En büyükleri ben olmama rağmen benim sevgiliye dair bir şeyim yoktu ama çevremde ki herkesin vardı. Düşünün, Hoseok'un bile!
Hoseok, o tam bir dans makinesiydi ve ben onun hyungu olarak ondan çok ama çok gururluydum.
Raehyung mu Taehyung mu öyle bişe olan bir hatunla çıktığını söylemişti. Sanırım çevremde ki herkes gay değildi.Jimin, "Bizi sevgilisiyle tanıştıracaktı ya! Nerede acaba?"
Deyip Yoongi'nin göğsüne sığındı ki eminim orda çok huzurluydu. Kaşlarının aniden yumuşamasından belliydi.
Onlar best couple'ım falandı.
Kot pantolonumun cepinde titreyen telefonumu çıkardım.
Smile Hoya' arıyor...
Çarçabuk açtım.
"Neredesin sen? At kılıklı seni!"
Kahkaha attı.
"Kkk. Tanrım sakin ol! Geliyorum ve size sürprizim var!"
Somurttum. "Yeter ki gelde beni şu sırnaşıp duran çiftlerden uzak tut."
Telefonu kapatıp çilekli pastamı mutlu mutlu yedim.
Kafenin girişinden kapının açılma sesi geldiğinde başımı ışık hızıyla oraya çevirdim.
Yanında iki erkek vardı?
Neredeydi be yengemiz?
***
"Ha?" Ortama şaşkınlık nidası koyvermiştim.
Masaya oturduklarında 'yengemiz nerede?' gibi bir cümle kurduğumda sevgilisinin yüzü düşmüştü sanırım yanlış bir şey söylemiştim. Onun yüzü düşünce benimde düşmüştü.
Kimseyi üzmek istemezdim sonuçta.
"Özür dilerim." diyerek toparlamaya çalışmıştım ama nafile yanında ki iri yarı olan laf atmıştı direkt.
"Sana düşmeyen işlere burnunu sokma."
Bu neydi böyle?
Şok olmuştum.
"Ha? Ben üzmek istememiştim.
Çünkü, çünkü Hoseok bildiğimiz kadarıyla heteroydu! Bana emir vermeyi kes."
Bakışlarımı Taehyung'a çevirip ağzımı açtım. "Taehyung, beş dakika konuşabilir miyiz? Yan masada ve kimse karışmadan." Son cümlemi o bana laf atana bakarak söylemiştim.
Baş salladı.
1-2 metre uzak olan masaya ulaştığımızda gülümsedim.
"Taehyungssi bak cidden asla öyle bir niyetim yoktu. Çünkü dediğim gibi Hoseok heteroydu! Şaşırdım sadece. Beni yanlış anlamanı istemem."
Taehyung şaşırmıştı çünkü onun isminede ek koymuştum. "Ya ek koymadan yapamıyorum."
"Anlıyorum ve bu kadar alınmam şey yüzünden. Im, başta Hoseok ile ilişkimiz çok sıkıntılıydı. Beni istemiyordu yani. Off!
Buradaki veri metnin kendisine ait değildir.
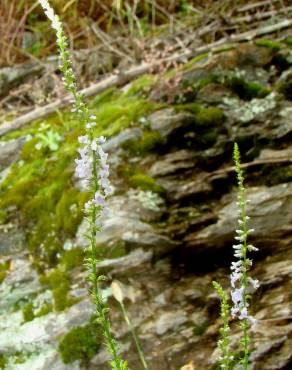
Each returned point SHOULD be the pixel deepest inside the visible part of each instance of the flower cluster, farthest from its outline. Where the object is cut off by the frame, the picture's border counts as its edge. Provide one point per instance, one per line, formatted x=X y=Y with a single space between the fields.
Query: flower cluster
x=240 y=281
x=92 y=168
x=93 y=159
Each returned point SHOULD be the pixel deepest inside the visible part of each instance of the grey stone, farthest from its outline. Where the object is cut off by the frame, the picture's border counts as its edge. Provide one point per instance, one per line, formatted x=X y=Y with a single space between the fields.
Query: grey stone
x=264 y=204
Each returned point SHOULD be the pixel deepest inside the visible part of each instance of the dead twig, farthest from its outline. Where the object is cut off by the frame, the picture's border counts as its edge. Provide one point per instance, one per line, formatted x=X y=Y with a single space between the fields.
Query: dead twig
x=133 y=73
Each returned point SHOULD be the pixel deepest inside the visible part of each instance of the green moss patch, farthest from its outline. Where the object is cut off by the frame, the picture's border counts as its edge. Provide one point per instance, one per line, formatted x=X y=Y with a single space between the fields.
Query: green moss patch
x=144 y=182
x=59 y=281
x=149 y=141
x=72 y=258
x=208 y=117
x=81 y=343
x=273 y=45
x=244 y=89
x=41 y=185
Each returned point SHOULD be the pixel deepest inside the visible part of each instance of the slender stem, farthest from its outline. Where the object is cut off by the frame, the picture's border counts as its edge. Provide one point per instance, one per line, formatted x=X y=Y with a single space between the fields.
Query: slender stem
x=136 y=339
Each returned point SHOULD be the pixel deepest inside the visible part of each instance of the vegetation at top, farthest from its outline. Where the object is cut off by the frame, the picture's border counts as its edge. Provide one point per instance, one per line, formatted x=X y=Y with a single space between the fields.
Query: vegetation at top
x=25 y=33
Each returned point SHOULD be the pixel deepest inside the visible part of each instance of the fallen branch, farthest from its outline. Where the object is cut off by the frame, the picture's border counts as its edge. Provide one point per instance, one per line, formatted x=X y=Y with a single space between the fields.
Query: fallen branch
x=130 y=75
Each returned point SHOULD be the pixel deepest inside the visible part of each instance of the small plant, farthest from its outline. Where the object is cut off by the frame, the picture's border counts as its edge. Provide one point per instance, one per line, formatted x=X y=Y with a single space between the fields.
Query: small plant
x=49 y=140
x=119 y=296
x=240 y=280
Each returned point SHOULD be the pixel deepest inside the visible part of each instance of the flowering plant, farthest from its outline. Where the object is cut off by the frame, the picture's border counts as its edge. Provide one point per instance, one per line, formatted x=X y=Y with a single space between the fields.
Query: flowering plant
x=240 y=279
x=93 y=169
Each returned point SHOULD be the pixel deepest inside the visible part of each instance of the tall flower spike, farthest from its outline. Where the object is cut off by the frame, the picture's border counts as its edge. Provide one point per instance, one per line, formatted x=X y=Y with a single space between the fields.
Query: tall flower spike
x=93 y=169
x=240 y=281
Bunları hatırlamak..."
Hemen sözünü kestim. "Taehyunggie~ ağlamayı kes çünkü hiç yakışmıyor. Hoseoksshi ile artık mutlusunuz önemli olan bu."
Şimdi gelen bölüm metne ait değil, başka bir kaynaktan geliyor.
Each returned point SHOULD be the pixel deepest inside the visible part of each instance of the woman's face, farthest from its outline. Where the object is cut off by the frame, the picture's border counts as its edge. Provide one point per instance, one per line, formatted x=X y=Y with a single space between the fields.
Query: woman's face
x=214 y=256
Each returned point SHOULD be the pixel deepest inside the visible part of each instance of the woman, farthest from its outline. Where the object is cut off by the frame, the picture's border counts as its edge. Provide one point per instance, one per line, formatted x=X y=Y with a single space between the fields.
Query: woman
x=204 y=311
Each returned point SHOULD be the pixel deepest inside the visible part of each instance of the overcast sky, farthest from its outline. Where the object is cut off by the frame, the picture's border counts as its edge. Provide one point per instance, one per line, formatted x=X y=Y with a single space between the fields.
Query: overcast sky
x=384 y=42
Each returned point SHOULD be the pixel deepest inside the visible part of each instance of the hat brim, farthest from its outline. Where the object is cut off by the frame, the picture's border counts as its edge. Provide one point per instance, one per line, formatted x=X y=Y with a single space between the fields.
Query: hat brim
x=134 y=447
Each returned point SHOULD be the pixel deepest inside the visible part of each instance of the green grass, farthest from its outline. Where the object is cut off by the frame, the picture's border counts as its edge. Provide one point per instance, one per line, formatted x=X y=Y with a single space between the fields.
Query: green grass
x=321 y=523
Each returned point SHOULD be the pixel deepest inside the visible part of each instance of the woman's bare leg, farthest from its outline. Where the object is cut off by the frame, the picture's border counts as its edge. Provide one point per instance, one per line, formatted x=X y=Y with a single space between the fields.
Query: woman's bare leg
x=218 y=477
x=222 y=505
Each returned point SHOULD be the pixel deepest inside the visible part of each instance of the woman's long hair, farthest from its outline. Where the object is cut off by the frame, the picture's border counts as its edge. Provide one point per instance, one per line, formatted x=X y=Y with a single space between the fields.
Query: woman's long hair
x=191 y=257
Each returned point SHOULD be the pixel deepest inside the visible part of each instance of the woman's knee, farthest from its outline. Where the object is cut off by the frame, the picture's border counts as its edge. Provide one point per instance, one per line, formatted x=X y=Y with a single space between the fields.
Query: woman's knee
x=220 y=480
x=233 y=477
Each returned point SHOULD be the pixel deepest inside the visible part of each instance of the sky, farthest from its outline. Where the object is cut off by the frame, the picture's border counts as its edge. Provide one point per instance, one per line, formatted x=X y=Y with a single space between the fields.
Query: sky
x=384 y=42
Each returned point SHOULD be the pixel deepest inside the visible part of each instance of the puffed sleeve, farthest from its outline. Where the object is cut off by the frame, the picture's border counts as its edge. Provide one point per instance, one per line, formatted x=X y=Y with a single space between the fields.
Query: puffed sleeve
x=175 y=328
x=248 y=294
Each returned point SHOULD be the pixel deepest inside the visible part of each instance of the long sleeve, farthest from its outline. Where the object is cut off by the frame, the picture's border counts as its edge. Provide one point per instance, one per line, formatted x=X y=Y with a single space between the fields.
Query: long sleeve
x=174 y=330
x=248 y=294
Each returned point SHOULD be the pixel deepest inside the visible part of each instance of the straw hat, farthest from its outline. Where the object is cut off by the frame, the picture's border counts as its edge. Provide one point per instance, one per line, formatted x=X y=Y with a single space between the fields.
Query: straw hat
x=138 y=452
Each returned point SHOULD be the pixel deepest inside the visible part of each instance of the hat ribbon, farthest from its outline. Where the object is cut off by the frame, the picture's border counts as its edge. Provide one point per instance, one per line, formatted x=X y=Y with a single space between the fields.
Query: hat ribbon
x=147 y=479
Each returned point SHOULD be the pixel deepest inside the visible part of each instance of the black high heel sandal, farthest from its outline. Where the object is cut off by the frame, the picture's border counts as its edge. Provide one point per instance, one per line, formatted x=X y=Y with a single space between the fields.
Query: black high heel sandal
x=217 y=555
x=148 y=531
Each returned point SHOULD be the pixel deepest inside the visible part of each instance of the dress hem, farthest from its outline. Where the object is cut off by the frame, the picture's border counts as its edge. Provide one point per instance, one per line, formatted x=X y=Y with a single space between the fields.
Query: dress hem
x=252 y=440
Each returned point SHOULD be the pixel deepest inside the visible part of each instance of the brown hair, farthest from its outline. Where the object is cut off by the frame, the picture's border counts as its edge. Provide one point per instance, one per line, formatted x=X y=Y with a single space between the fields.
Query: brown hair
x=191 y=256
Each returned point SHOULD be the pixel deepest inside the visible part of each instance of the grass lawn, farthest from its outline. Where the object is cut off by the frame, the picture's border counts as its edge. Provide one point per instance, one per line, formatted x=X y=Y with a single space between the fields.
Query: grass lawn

Burnunu çekti. "Çok zordu hyung.
İnan çok zordu. Her ona ilerleyişimde geri kaçıyordu. Kendisini hetero olduğuna inandırmaya çalışıyordu ve değildi ki!" Hemen ona uzanıp kollarımın arasına aldım. "Hey! Ağlama bakayım." "Seni ağlatmak istemiyordum!"
Ağlarken gülümsedi. "Mutluluktandı sanırım önemli değil."
Kendini toparladı. "Hadi gidelim sevgilimi özledim!